Das Haus der Diakonie in der Büchsenstraße liegt wenige Meter von der Haupteinkaufsstraße entfernt. In dieser von zunehmender Gentrifizierung geprägten Gegend bietet die Evangelische Gesellschaft Stuttgart täglich eine warme Mahlzeit für Obdachlose an. An diesem Ort soll mit dem Projekt nach einer Ästhetik gesucht werden, der es gelingt, dem Ringen um Teilhabe auch architektonisch Ausdruck zu verleihen. Das soll mit der Neugestaltung des Innenhofes geschehen.

Einbezug der Nutzer:innen ins Projekt

Dem Projektteam ist es wichtig, die Nutzer:innen des Ortes in die Neugestaltung miteinzubeziehen. Zusammen mit den Studierenden wurde der Mittagstisch besucht, um die Nutzer:innen über das Projekt zu informieren. Da die Gäste auch in den Bau selbst miteinbezogen werden sollen, wurden mit einigen Freiwilligen einfache Möbel gebaut, um mehr über die Menschen zu erfahren. Aus diesen Treffen sind eine Stuhlgruppe und eine Jurygruppe entstanden, die mit über den weiteren Verlauf entscheiden dürfen.

Zwei Personen bauen einen Tisch
Gemeinsames Möbelbauen

Studierende haben insgesamt fünf Entwürfe gestaltet, wie der neue Raum der eva aussehen könnte. Pia Rühles und Hazel Spankes Entwurf wurde ausgewählt und wird derzeit umgesetzt.

Skizzen des neugestalteten Innenhofs
Skizzen des neugestalteten Innenhofs des Diakoniehauses. Links vor, rechts nach der Umgestaltung

Das ausgewählte Konzept sieht eine filigrane Holzkonstruktion vor, die ein temporäres Bauwerk darstellt. Es soll nichts Festes, Dauerhaftes sein, sondern ein Entwurf, der ohne viel Aufwand verändert und umfunktioniert werden kann. Nach dem Prinzip: Anfertigen zum Weiterbauen.
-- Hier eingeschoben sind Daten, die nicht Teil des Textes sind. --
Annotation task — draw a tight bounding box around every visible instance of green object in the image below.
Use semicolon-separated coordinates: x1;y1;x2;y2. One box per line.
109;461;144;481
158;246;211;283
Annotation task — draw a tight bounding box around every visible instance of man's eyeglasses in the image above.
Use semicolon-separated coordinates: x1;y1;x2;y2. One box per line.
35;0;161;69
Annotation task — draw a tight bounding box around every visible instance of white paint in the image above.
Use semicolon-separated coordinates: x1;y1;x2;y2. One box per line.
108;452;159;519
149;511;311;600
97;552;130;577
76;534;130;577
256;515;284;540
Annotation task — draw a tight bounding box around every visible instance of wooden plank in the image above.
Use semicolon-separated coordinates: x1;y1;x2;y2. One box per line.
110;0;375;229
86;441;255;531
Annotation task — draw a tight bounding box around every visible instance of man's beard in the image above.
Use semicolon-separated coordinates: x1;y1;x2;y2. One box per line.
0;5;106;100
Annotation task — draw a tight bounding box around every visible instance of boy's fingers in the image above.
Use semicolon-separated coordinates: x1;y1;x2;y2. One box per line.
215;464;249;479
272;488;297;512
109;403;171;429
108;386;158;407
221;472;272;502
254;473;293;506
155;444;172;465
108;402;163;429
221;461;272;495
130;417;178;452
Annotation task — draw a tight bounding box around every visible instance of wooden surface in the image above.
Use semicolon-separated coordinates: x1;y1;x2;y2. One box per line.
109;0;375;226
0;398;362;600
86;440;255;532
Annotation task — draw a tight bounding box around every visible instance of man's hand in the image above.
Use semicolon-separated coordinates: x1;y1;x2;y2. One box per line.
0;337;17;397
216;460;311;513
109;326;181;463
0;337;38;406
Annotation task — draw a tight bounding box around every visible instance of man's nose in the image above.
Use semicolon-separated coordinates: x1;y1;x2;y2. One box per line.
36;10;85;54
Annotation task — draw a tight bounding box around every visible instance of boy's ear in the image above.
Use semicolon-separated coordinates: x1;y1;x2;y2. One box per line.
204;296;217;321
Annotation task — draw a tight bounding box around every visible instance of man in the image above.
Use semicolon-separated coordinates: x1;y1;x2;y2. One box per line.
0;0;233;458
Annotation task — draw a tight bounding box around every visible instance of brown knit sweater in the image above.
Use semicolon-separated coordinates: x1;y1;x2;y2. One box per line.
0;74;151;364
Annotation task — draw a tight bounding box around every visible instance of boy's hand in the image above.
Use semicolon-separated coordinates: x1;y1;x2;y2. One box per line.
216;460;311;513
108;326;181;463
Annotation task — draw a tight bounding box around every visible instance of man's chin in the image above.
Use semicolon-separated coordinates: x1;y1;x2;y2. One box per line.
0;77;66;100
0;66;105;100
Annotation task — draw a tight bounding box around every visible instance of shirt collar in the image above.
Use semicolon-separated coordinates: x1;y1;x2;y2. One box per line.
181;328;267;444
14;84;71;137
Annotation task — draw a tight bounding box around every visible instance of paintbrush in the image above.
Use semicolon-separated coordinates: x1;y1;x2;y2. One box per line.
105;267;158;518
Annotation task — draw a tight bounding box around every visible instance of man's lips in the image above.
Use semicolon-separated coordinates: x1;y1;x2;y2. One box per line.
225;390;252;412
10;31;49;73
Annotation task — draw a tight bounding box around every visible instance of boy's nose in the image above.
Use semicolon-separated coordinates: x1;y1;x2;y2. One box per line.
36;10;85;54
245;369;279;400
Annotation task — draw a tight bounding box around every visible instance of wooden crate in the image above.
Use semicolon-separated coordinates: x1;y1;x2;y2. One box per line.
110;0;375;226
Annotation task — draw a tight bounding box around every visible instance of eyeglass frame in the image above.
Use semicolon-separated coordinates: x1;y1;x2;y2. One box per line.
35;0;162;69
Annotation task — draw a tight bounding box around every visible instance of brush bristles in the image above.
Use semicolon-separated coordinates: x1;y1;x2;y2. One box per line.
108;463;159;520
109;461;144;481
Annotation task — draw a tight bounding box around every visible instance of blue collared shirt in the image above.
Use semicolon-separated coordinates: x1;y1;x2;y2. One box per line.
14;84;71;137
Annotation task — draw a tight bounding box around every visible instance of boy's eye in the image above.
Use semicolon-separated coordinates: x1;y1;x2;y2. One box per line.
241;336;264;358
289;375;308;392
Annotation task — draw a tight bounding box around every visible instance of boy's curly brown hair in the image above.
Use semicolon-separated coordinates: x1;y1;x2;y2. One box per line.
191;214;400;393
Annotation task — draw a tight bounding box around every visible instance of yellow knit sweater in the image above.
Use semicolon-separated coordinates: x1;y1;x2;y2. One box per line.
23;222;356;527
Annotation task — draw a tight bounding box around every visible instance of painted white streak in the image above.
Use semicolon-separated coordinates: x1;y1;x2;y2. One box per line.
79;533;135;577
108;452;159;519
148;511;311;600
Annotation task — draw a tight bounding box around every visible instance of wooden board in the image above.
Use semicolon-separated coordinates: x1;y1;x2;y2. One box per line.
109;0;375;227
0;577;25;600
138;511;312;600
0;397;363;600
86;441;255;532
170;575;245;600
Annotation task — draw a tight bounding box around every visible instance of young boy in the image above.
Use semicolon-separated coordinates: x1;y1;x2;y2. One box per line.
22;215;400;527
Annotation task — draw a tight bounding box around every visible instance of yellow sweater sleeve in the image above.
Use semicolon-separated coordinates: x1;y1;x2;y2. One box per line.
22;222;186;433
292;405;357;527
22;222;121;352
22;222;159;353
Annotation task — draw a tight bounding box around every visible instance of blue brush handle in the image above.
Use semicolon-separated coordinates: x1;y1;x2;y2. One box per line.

Ein aneignungsoffener Raum

Ziel dieses Projektes ist, einen Raum zu gestalten, der aneignungsoffen für verschiedene Menschengruppen ist. Deshalb wird das Projekt als erfolgreich betrachtet, wenn es gelingt, verschiedene Menschen mit unterschiedlichen Lebensstilen zusammenzubringen. Vor allem soll es aber den bisherigen Nutzer:innen weiterhin möglich sein, dort ein Zuhause zu finden und nicht an die Stadtränder verdrängt zu werden.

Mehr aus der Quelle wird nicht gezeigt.